Players split as French Open vows to crack down on unruly fans

'Can't complain': Paula Badosa celebrates after a point against Yulia Putintseva on Court 8 (Bertrand GUAY)
'Can't complain': Paula Badosa celebrates after a point against Yulia Putintseva on Court 8 (Bertrand GUAY)

As the French Open stopped fans drinking alcohol in the stands Thursday to clamp down on inappropriate behaviour, Iga Swiatek was told by a rival player "she cannot complain" about noise occurring during her matches.

Tournament director Amelie Mauresmo said action would be taken to weed out troublemakers following complaints by Swiatek, the women's defending champion, and David Goffin.

"We're happy to see there's an atmosphere, emotions and that the spectators are there.

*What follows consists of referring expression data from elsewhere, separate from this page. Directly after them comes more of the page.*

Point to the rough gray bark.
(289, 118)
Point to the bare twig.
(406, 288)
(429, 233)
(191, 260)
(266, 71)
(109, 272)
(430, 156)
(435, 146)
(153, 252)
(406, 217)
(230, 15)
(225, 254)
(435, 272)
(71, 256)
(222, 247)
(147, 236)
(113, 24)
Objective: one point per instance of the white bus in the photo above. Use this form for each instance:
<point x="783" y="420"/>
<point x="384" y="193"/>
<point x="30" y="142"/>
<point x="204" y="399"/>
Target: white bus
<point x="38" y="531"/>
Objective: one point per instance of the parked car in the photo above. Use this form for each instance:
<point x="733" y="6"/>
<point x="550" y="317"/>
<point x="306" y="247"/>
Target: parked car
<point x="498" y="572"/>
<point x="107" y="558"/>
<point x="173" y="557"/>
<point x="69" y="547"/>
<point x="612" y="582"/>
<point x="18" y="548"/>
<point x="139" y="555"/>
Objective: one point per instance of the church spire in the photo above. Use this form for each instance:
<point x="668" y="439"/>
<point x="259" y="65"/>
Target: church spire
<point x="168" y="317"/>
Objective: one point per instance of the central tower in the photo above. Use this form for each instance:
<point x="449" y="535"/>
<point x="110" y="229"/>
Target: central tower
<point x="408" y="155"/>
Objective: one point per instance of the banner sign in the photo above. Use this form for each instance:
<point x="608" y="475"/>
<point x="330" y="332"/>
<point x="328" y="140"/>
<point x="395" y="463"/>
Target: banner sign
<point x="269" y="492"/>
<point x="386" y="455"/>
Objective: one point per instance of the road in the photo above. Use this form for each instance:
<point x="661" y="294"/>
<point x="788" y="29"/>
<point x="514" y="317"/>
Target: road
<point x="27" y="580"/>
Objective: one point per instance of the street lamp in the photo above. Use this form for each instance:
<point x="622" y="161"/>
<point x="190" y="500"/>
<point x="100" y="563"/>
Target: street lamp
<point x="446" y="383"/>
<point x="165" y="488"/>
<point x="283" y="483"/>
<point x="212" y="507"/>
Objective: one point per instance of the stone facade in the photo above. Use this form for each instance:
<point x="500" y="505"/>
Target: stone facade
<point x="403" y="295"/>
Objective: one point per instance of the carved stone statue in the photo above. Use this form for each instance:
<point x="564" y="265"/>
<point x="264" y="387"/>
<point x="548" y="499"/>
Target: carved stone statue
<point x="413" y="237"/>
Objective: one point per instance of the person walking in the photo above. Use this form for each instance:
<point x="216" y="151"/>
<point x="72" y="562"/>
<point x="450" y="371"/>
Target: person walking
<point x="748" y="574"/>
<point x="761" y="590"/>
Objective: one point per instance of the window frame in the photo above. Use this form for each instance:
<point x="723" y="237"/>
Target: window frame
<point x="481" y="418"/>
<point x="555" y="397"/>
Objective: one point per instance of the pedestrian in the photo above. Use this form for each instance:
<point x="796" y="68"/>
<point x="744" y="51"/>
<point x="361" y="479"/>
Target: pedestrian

However, we will be uncompromising with respect to the players and the game," said Mauresmo.

"If there's the slightest behaviour that oversteps the mark, it will be the exit," asserted Mauresmo, while acknowledging that "identifying the person is not always easy".

Swiatek rebuked spectators in her on-court interview Wednesday for making noise during several points of her tense second-round win over Naomi Osaka.

But Paula Badosa, who will face second seed Aryna Sabalenka in round three, cheekily suggested Swiatek has it better than most given her status as the world number one and a four-time Grand Slam winner.

Swiatek has not played on any court other than Philippe Chatrier or Suzanne Lenglen since her second-round match of the 2021 French Open.

"I think she cannot complain, because I played Court 8 and 9 and you can hear everything," said Spain's Badosa, the former world number two.

"Like, I can hear Suzanne Lenglen, Philippe Chatrier, Court 6, 7 during the points. I think she's very lucky she can play all the time on Philippe Chatrier and she's okay with that.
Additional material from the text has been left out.